Those tiny bubbles and little flutters I felt a few weeks ago? You know, the ones that I wondered if they were the baby or just gas or stomach gurgles? Well they are quickly changing into kicks, jabs and jerks that take my breath away. Believe me, I’m not complaining. Every single time I feel my little dude boppin’ around in there it brings a huge smile to my face. I feel so alive and special when I realize (all over again) that I’m carrying around a teeny tiny little person.

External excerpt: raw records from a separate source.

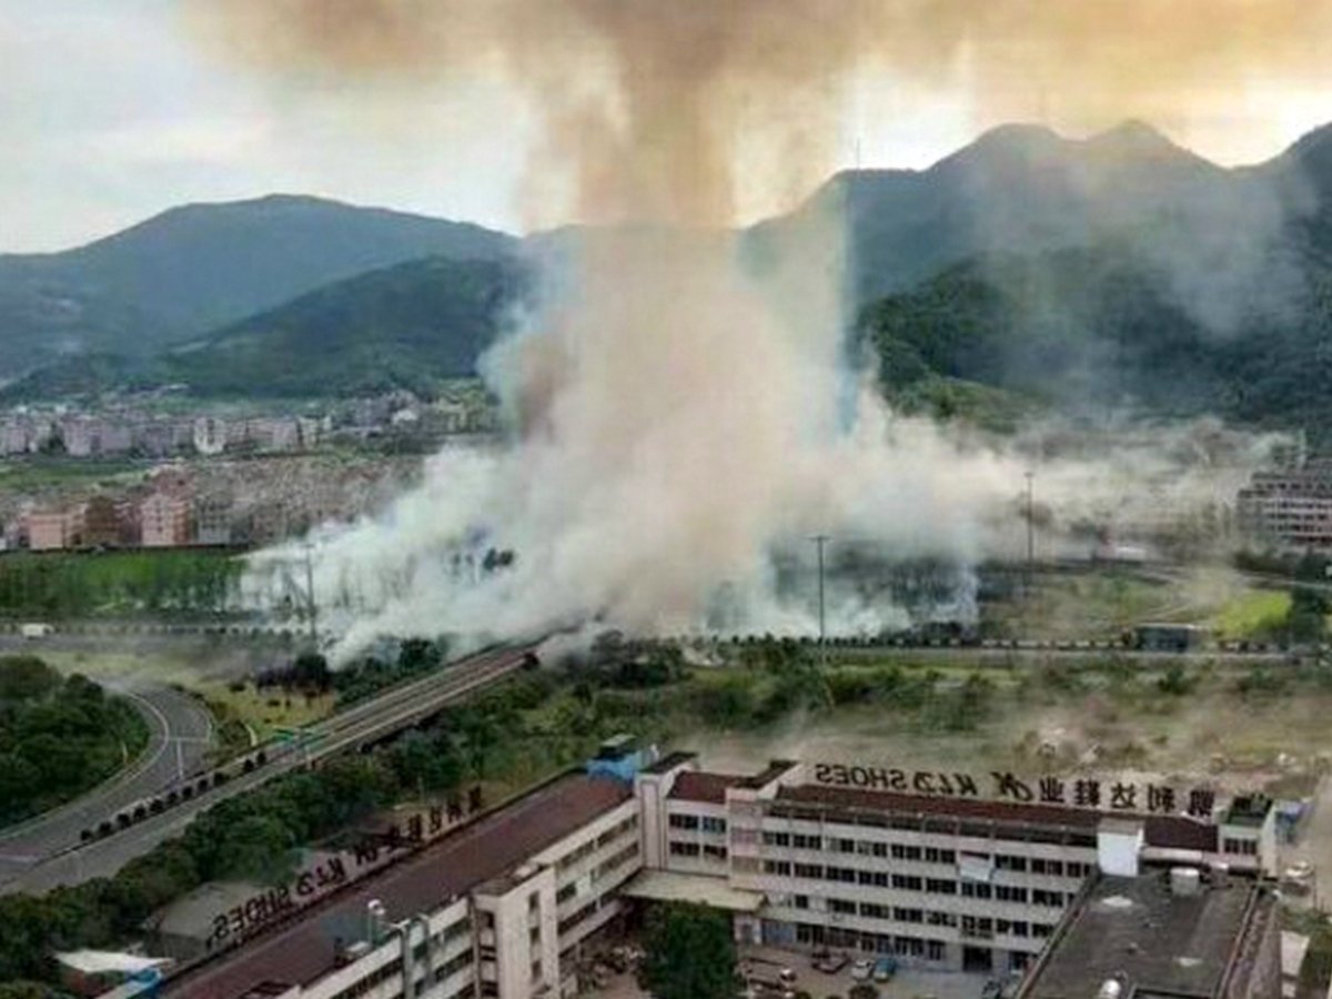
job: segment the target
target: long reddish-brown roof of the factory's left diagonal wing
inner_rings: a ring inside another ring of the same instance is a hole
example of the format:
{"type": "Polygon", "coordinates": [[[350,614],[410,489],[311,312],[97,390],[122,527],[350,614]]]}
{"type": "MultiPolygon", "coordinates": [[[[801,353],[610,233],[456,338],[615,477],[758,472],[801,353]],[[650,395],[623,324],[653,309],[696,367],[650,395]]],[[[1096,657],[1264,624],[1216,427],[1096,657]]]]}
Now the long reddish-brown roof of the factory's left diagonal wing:
{"type": "Polygon", "coordinates": [[[389,920],[438,908],[507,874],[631,794],[615,781],[582,773],[562,777],[382,874],[349,886],[281,928],[168,980],[161,995],[238,999],[256,986],[313,982],[333,971],[336,940],[364,936],[369,902],[384,903],[389,920]]]}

Sometimes the kicks are very low, like his foot or elbow is about to come out between my legs. Other times, more often, they are very high, at the very top of my growing bump, like the little guy is banging on the ceiling. I can pretty much predict when I’m going to feel him now: After I eat or exercise and when I’m sitting or lying very still. Right now I’m sitting at my computer after eating breakfast (in Germany… which is why this post is going up at 3am in my normal time zone!) and I can feel him practicing his drumming skills on my lower belly. He seems to calm when I put my hands on my stomach where he’s kicking. Unfortunately this also means he often stops kicking when Benjamin tries to feel him. Yesterday I got my first rib shot. Woo boy, I can see how that will get UNCOMFORTABLE once he is bigger and stronger.
It’s amazing to me how quickly feeling the baby goes from wondrous to “normal”. I mean, it’s still exciting and amazing, but in a matter of days after I started feeling him, I began to think things like, “Oh, that’s just the baby moving around”. There were days when I was trying so hard to get pregnant that I longed for that feeling. I imagined what it would feel like (although you can never really imagine such a feeling), and I remember thinking that I would never, ever take it for granted if and when I did feel it.
And I never have. And never will.
It’s such an incredible responsibility to feel my baby inside me. And such an honor. I may not have a baby yet, but I feel like a mother. The protector of this helpless little being. The one person who can keep him happy and healthy (for now). I can’t think of a better way to spend the day.